Archives for posts with tag: Planes Trains and Automobiles

Were John Hughes still alive, and had he figured out how to make movies starring grownups (stop cultivating the delusion that “Planes, Trains and Automobiles” was a good film), he would have made a movie like “Whiskey Tango Foxtrot” (2016). Tina Fey stars as a frustrated journalist who tries her hand as a war correspondent. Afghani hijinks ensue. And people get blown up. And there’s a love interest. And the music comes in at all the right times. And it so patiently, deliberately tells its story, you remember what it was like back when comedies actually had plots. Thanks Tina.

 

“A Merry Friggin’ Christmas” (2014) was one of Robin Williams’ last movies. I know you might feel guilty about not liking it, but that’s OK, because this movie isn’t that good. (I can imagine the conversation that went on in some Hollywood development meeting: “Picture ‘Planes, Trains and Automobiles’ meets ‘Christmas Vacation.’ It’s pure gold, I tell ya!”) So anyway, the guy from “Community” stars as the prodigal son of a dysfunctional family, of which Williams is the foul-mouthed, boozy patriarch. Cliched Christmas hijinks ensue. Road movie hijinks ensue. Sloppy plot construction and awkwardly staged family melodrama ensue. Sorry, Robin.

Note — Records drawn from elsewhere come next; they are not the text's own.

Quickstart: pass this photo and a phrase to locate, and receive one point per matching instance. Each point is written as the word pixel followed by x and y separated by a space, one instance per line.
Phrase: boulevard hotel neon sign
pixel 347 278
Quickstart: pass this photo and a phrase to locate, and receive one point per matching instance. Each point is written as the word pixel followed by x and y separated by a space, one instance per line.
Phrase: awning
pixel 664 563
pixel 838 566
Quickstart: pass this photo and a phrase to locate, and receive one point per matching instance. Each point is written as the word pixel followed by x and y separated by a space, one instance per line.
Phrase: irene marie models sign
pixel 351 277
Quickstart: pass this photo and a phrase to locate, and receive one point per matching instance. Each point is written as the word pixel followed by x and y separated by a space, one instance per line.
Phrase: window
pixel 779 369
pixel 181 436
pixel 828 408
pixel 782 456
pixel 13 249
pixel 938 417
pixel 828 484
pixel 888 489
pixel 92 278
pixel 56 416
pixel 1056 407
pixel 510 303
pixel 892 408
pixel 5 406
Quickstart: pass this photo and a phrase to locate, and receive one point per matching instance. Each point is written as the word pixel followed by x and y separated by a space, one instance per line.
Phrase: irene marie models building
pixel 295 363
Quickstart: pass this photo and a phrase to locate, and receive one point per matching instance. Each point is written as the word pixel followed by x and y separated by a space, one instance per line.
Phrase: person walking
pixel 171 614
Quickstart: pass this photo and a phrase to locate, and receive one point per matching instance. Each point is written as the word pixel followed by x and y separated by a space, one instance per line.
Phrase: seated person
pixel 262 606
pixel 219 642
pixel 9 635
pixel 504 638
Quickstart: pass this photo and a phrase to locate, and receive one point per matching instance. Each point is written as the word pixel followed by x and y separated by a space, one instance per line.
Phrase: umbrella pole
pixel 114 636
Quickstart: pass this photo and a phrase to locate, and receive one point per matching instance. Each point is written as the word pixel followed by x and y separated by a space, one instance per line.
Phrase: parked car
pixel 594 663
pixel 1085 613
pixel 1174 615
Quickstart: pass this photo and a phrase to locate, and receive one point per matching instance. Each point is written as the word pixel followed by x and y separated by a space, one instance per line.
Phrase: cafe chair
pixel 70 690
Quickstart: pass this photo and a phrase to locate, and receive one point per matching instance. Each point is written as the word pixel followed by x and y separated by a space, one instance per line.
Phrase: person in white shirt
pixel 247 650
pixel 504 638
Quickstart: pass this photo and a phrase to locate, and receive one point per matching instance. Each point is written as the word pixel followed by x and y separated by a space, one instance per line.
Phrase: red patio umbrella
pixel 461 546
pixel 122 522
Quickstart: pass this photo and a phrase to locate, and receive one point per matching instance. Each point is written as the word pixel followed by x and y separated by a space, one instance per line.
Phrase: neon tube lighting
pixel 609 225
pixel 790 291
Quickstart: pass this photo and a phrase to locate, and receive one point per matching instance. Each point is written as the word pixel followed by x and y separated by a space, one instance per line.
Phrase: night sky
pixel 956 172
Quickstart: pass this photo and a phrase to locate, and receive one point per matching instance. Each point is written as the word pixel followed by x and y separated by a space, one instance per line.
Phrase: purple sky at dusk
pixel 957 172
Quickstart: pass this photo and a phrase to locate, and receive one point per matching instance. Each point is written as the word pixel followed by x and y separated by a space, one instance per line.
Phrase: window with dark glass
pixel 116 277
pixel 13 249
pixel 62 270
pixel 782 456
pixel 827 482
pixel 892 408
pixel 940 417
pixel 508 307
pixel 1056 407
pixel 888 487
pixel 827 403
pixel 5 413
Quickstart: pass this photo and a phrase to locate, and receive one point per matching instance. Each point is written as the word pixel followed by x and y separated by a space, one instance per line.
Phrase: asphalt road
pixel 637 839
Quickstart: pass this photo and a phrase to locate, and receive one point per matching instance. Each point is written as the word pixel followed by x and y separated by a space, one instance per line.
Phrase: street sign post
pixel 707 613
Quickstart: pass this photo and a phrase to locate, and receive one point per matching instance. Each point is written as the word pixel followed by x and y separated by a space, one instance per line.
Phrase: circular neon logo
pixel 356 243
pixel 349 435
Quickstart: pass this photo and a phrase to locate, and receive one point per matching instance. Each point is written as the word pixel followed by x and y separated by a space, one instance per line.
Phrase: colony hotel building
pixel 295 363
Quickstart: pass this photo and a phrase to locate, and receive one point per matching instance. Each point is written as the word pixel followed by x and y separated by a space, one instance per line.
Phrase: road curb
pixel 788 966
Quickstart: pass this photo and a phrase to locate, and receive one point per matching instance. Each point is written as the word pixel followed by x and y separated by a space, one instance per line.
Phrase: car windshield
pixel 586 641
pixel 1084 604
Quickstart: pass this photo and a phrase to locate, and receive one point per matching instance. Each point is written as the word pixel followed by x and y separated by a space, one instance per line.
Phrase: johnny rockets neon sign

Round up all the things I don’t like about John Hughes movies (the uberbitchy teenage girl, John Candy, Macaulay Culkin), put them together and you get “Uncle Buck” (1989). This is not part of Hughes’ “funny” (“Sixteen Candles”) film collection. This is part of his “pathos” (“Planes, Trains, and Automobiles”) collection. Candy basically performs an over-the-top version of “Charles in Charge” so Culkin and his siblings don’t have to be “Home Alone” while their parents are away. The film’s heart is in the right place, and there’s a few funny moments, but it doesn’t measure up to Hughes’ better films.